It may not have been the first time, but that didn’t lessen the tension. Last Thursday there was a high-altitude confrontation between Russian and Italian fighters in the skies over the Baltic. However, the news was only recently released and NATO acted directly to clarify that no accident occurred but that, on the contrary, the pilots were professionals. But let’s start at the beginning: what really happened? According to what was found by Repubblica, NATO’s European air defense command issued an internal alarm after noticing that two Moscow Sukhoi were heading at full speed towards the borders of Warsaw. What made us suspicious was that the very fast jets had not communicated a flight plan, much less contacted air traffic control. They were, therefore, two “intruders” in an area with civil aircraft coming and going.
There was no time to waste and so two Italian Air Force F35s took off from the Polish base in Malbork with the task of intercepting Vladimir Putin’s fighter jet march. We then witnessed a chase at a thousand kilometers per hour, with the Italian F35s managing to flank and slowly identify the Russian planes. As mentioned, two Sukhoi 30 Flankers, considered among the best in service with the Moscow Air Force. It took the help of radio messages and optical signals to warn Soviet pilots to reverse course immediately to avoid unpleasant consequences. And, after a few minutes, the fighters returned to their starting base in Kaliningrad, kindly accompanied by F35s from the 32nd Wing of Amendola (Foggia), belonging to the Air Force, which had entered into operation just 48 hours earlier. As expected, NATO made a point of clarifying how “the meeting took place in a professional manner and the Russians did not penetrate Alliance airspace”. Danger avoided.

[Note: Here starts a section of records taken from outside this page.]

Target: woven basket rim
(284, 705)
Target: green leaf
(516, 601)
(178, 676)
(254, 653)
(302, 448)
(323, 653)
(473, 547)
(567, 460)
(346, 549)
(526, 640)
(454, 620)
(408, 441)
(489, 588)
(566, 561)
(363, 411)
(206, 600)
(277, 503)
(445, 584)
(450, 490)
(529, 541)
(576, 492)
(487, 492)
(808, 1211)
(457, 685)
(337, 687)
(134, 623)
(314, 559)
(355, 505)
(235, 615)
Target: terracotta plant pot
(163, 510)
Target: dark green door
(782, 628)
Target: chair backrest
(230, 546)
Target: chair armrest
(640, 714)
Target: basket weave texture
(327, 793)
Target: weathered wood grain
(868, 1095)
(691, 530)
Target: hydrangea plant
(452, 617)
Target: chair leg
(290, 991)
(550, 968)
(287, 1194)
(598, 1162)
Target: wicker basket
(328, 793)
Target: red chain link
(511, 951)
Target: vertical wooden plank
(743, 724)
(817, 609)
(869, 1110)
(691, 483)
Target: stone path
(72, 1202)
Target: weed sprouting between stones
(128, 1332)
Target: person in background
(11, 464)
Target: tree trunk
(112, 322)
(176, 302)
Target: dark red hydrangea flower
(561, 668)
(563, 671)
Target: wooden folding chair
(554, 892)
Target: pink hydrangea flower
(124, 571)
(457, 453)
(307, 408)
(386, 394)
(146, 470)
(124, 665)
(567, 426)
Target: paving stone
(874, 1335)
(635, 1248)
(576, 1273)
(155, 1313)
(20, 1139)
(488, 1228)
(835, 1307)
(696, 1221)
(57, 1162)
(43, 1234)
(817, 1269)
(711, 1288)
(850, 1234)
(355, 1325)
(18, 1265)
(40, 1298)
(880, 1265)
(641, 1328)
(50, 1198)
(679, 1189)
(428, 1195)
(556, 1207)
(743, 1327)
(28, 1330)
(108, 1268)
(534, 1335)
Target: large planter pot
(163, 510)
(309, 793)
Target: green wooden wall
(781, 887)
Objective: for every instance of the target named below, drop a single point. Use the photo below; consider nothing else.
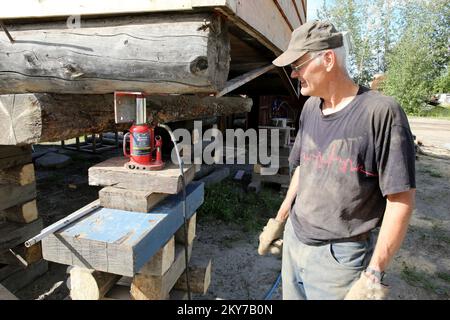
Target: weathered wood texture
(29, 255)
(117, 241)
(88, 284)
(33, 118)
(12, 195)
(155, 54)
(129, 200)
(11, 156)
(113, 173)
(161, 261)
(145, 287)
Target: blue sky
(312, 7)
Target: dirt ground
(420, 270)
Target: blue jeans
(324, 272)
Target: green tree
(418, 64)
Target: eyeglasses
(299, 67)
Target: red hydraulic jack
(143, 142)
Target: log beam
(155, 54)
(35, 118)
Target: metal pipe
(63, 222)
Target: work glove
(366, 289)
(270, 240)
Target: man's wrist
(375, 274)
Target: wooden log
(199, 275)
(88, 284)
(22, 213)
(34, 118)
(13, 195)
(145, 287)
(18, 175)
(24, 277)
(113, 173)
(29, 255)
(13, 234)
(11, 156)
(191, 226)
(161, 261)
(117, 241)
(129, 200)
(154, 54)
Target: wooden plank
(118, 241)
(24, 277)
(113, 173)
(191, 227)
(199, 275)
(129, 200)
(28, 255)
(5, 294)
(13, 195)
(146, 287)
(13, 234)
(263, 16)
(154, 54)
(11, 156)
(22, 213)
(34, 118)
(88, 284)
(161, 261)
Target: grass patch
(421, 279)
(228, 201)
(444, 276)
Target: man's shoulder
(382, 107)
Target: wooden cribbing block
(146, 287)
(129, 200)
(29, 255)
(161, 261)
(23, 277)
(11, 156)
(86, 284)
(113, 173)
(5, 294)
(191, 224)
(12, 195)
(118, 241)
(19, 175)
(199, 275)
(13, 234)
(22, 213)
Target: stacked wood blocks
(133, 246)
(19, 219)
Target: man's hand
(270, 239)
(366, 288)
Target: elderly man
(355, 176)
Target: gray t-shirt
(349, 161)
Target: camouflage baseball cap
(311, 36)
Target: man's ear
(329, 60)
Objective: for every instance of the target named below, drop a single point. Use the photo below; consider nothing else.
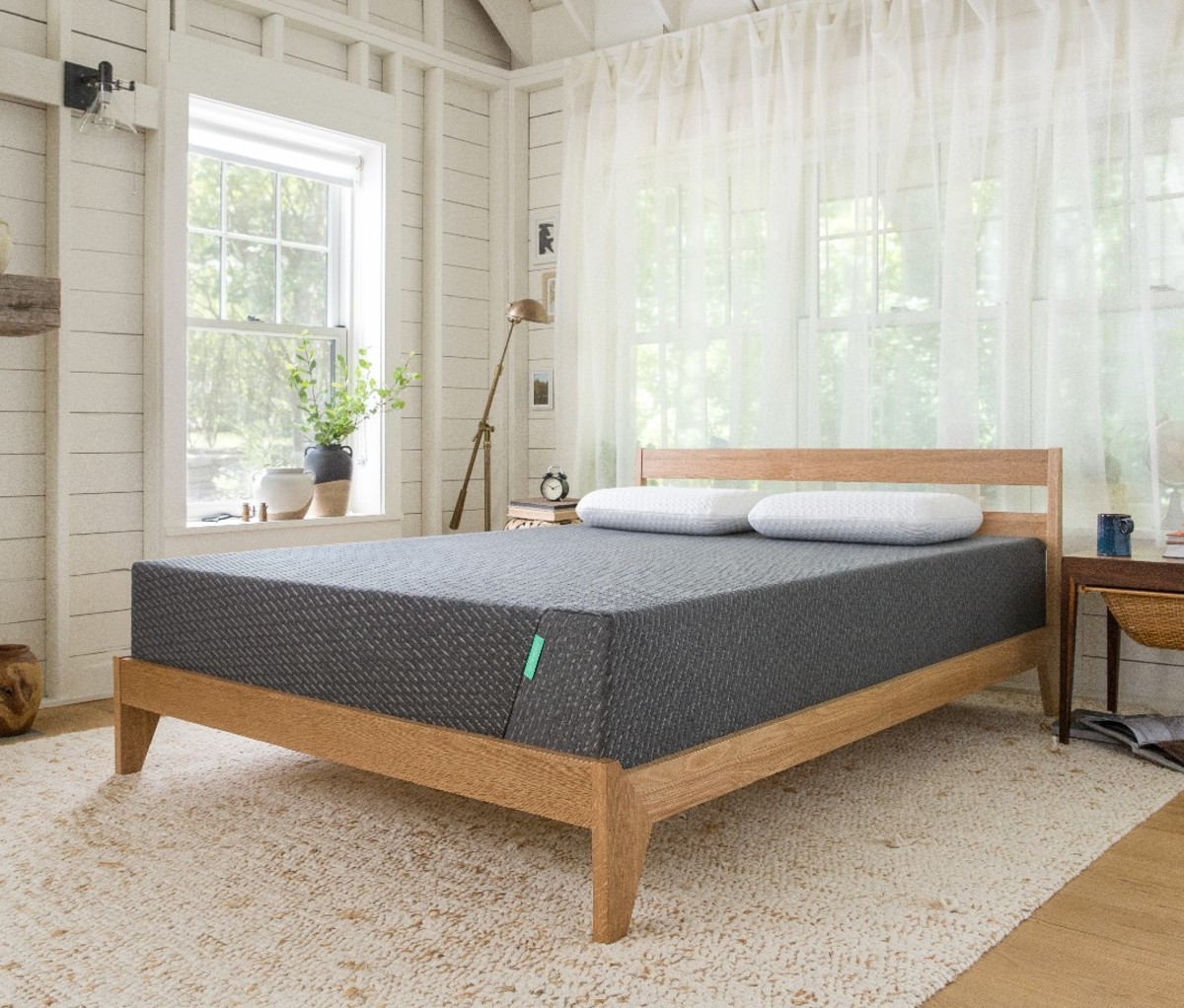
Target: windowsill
(238, 527)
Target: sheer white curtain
(926, 223)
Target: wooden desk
(1144, 570)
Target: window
(270, 212)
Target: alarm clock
(555, 485)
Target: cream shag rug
(230, 872)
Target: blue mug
(1114, 535)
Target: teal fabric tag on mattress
(532, 659)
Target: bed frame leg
(134, 729)
(1048, 672)
(621, 833)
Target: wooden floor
(1112, 938)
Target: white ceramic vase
(287, 491)
(5, 245)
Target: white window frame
(234, 134)
(371, 118)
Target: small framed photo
(548, 294)
(540, 391)
(544, 238)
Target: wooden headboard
(929, 467)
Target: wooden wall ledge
(29, 304)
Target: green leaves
(334, 410)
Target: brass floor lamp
(526, 310)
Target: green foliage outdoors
(333, 412)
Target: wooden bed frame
(621, 806)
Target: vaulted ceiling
(542, 31)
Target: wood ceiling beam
(583, 13)
(512, 18)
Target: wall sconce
(92, 90)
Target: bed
(644, 701)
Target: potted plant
(333, 412)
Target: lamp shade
(527, 310)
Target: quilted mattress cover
(650, 642)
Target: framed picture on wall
(544, 237)
(540, 390)
(548, 294)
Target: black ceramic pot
(333, 468)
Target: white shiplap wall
(98, 368)
(412, 242)
(466, 337)
(546, 160)
(105, 283)
(23, 380)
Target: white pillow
(684, 510)
(867, 516)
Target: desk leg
(1113, 656)
(1069, 646)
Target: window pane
(250, 200)
(1165, 242)
(303, 211)
(205, 191)
(242, 414)
(306, 277)
(250, 280)
(205, 276)
(905, 387)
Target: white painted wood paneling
(469, 32)
(100, 593)
(236, 29)
(25, 431)
(108, 432)
(315, 52)
(106, 512)
(22, 601)
(406, 17)
(22, 475)
(544, 172)
(23, 517)
(22, 558)
(22, 391)
(112, 472)
(113, 23)
(23, 34)
(105, 551)
(101, 633)
(121, 353)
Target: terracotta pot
(21, 688)
(333, 471)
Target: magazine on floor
(1152, 737)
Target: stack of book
(537, 509)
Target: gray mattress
(652, 642)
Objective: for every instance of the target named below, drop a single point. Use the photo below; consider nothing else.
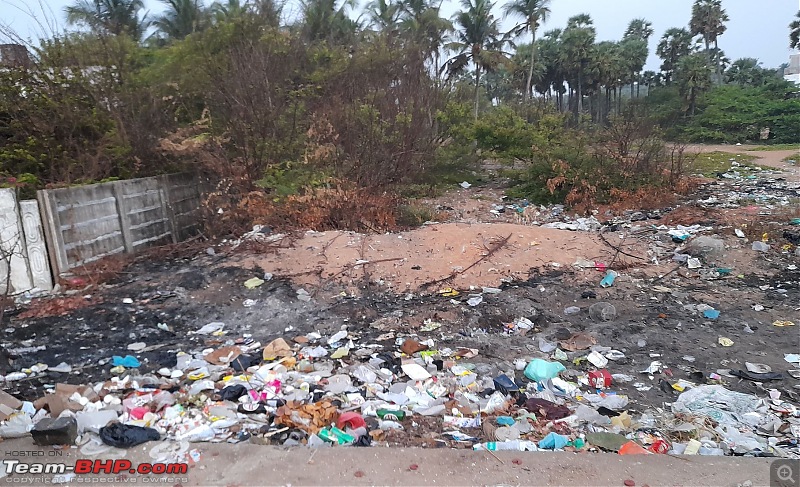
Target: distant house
(792, 73)
(13, 55)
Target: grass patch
(709, 164)
(415, 214)
(774, 147)
(792, 159)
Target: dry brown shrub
(41, 308)
(641, 198)
(346, 208)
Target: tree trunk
(579, 104)
(528, 94)
(477, 85)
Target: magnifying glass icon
(785, 473)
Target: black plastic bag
(242, 362)
(233, 393)
(125, 436)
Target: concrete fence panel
(23, 257)
(86, 223)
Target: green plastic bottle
(391, 414)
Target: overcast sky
(756, 29)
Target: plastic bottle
(391, 414)
(516, 445)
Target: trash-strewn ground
(699, 301)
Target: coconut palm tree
(578, 45)
(109, 16)
(181, 18)
(383, 14)
(634, 52)
(708, 20)
(553, 76)
(534, 13)
(639, 29)
(324, 21)
(421, 21)
(478, 41)
(694, 77)
(675, 44)
(231, 9)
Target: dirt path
(765, 158)
(245, 464)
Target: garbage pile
(342, 390)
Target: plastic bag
(233, 393)
(126, 436)
(539, 370)
(553, 441)
(16, 426)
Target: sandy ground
(403, 262)
(249, 465)
(765, 158)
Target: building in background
(792, 73)
(14, 55)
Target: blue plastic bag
(539, 370)
(129, 361)
(553, 441)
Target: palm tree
(639, 29)
(694, 77)
(578, 43)
(109, 16)
(383, 14)
(708, 20)
(324, 21)
(231, 9)
(634, 52)
(553, 76)
(607, 60)
(745, 72)
(477, 41)
(649, 78)
(182, 17)
(421, 22)
(675, 44)
(534, 13)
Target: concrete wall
(22, 248)
(86, 223)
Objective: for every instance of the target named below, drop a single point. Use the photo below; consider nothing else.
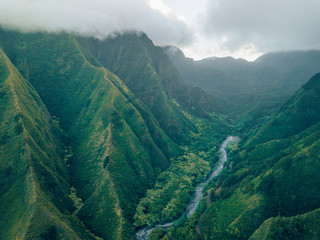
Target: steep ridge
(34, 179)
(151, 76)
(249, 91)
(118, 146)
(271, 176)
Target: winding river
(143, 234)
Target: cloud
(268, 25)
(99, 18)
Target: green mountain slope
(249, 91)
(34, 179)
(117, 146)
(274, 173)
(151, 76)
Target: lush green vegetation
(249, 91)
(34, 180)
(114, 142)
(274, 173)
(172, 191)
(115, 145)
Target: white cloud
(267, 25)
(94, 17)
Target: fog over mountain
(245, 28)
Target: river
(143, 234)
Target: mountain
(34, 182)
(101, 131)
(153, 78)
(249, 91)
(273, 180)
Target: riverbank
(144, 233)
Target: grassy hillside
(274, 174)
(116, 146)
(34, 188)
(249, 91)
(151, 76)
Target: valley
(122, 139)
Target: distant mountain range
(249, 90)
(100, 137)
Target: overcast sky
(202, 28)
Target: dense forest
(100, 138)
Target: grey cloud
(99, 18)
(270, 25)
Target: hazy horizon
(243, 29)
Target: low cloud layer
(94, 17)
(272, 25)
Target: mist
(98, 18)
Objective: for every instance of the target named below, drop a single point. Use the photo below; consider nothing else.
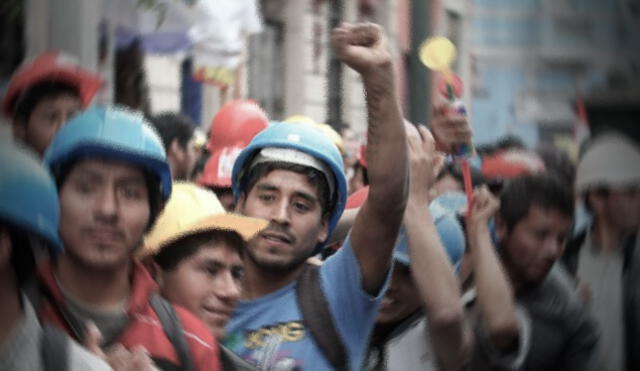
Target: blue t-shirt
(269, 332)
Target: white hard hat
(611, 160)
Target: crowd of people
(130, 243)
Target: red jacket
(144, 327)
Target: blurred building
(531, 59)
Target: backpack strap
(317, 317)
(173, 329)
(54, 348)
(232, 362)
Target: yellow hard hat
(192, 209)
(301, 119)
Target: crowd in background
(134, 243)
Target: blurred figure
(177, 133)
(503, 166)
(113, 180)
(232, 128)
(605, 257)
(533, 225)
(450, 179)
(557, 162)
(360, 176)
(43, 94)
(510, 143)
(421, 326)
(29, 215)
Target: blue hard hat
(455, 203)
(28, 194)
(112, 133)
(303, 138)
(449, 230)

But we must be careful, as this is not the first similar circumstance. The Polish base in Malbork is the closest to Kaliningrad’s borders, just a five-minute flight away. And, not infrequently, it happens that flocks from Moscow take off without prior notice, creating a threat to commercial circulation. On several occasions they came extremely close to the Warsaw air traffic zone or even flew over NATO ships. In short, a clear provocation, yet another, which this time the Italian fleet dampened.
Source: IL Tempo
John Cameron is a journalist at The Nation View specializing in world news and current events, particularly in international politics and diplomacy. With expertise in international relations, he covers a range of topics including conflicts, politics and economic trends.